I did find Moore's visit to Cuba with 9/11 rescue workers who had been denied care very moving. The fact that a person can get a medicine for about $.05 in Cuba that would cost $120 in the US is appalling. It's hard not to be moved by people being treated with dignity.

So, Moore continues his pattern of documentaries. He preaches to the choir (including me) and we agree with him. He throws in enough questionable material for his detractors to criticize him. I'm hoping that one of these days he matures as a film maker and realizes that sometimes nuance can beat out the obvious.

Grade: B-

Sunday, May 10, 2009

Supporting Actress Blogathon & Review of Damage

I'm thrilled at the chance to participate in an upcoming blogathon at StinkyLulu's site ( I'm a long-time fan of his supporting actress blogathons, where he and guests look back at nominated Supporting Actress performances and critique them. I am even more excited to participate in 1992's blogathon, the year when Marisa Tomei beat 4 British thespians and spawned an urban legend that the wrong name was read (

So, in the next few weeks look for reviews of the following films that contain 1992 nominated supporting actress performances:

-Damage (Miranda Richardson)
-Enchanted April (Joan Plowright)
-Howards End (Vanessa Redgrave)
-Husbands and Wives (Judy Davis)
-My Cousin Vinny (Marisa Tomei)

and my first screening was......

Damage (1992)

I found Damage, Louis Malle's very serious and dramatic depiction of an erotic affair between a young woman and her fiance's father, fairly ridiculous in many ways. Little is given in the way of character development and, when it is given, it often feels patently false. The first hour consists of repeated scenes of Jeremy Irons and Juliette Binoche sneaking around and having trysts in various locales. The sex scenes are ludicrous and the characters' motivations and actions rarely believable. Jeremy Irons, who can be a great actor, also seems wooden and emotionless throughout the movie.
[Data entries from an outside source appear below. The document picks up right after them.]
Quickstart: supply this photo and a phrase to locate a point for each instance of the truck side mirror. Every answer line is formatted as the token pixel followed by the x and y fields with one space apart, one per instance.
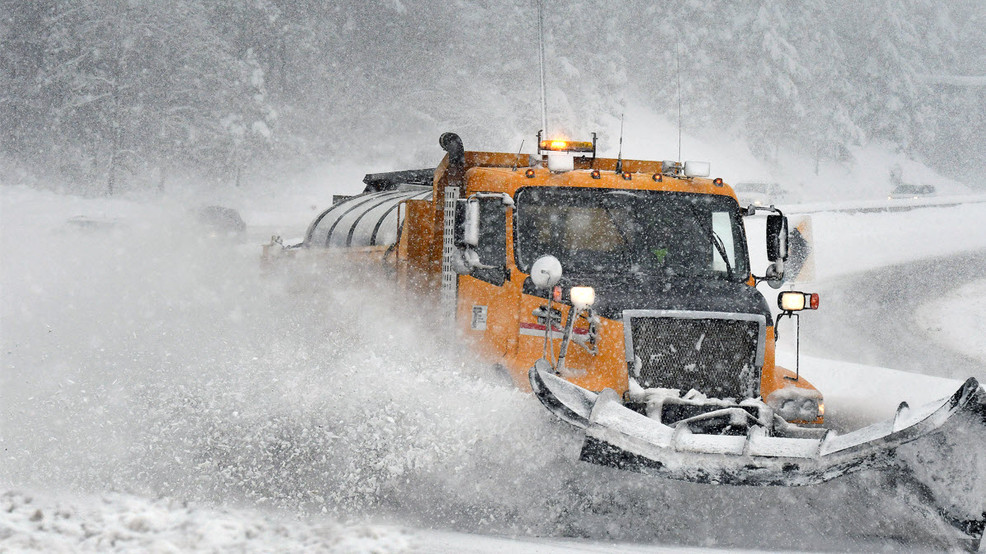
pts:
pixel 776 249
pixel 776 237
pixel 470 236
pixel 546 272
In my opinion the best part of the movie was Juliette Binoche, a great French actress (I love her later work in Blue, The English Patient, and Cache). While her character is drawn with broad sketches, she hints at layers underneath. I think the movie would have been much more interesting if it had been told from her perspective rather than Irons', but as in most films, male desire and psychology is given greater precedence.

Miranda Richardson was nominated for a role in which she was supremely miscast, the wife of Jeremy Irons. She plays the mother of 29-year-old actor Rupert Graves when she was (wait for it....) all of 34 years old. I could never buy that she was actually his mother. Nevertheless, she does her best with the role and has probably the movie's most emotional moment in a later scene.

I must admit that the movie was somewhat entertaining in a laughable way, but I don't recommend spending two hours of your time watching it.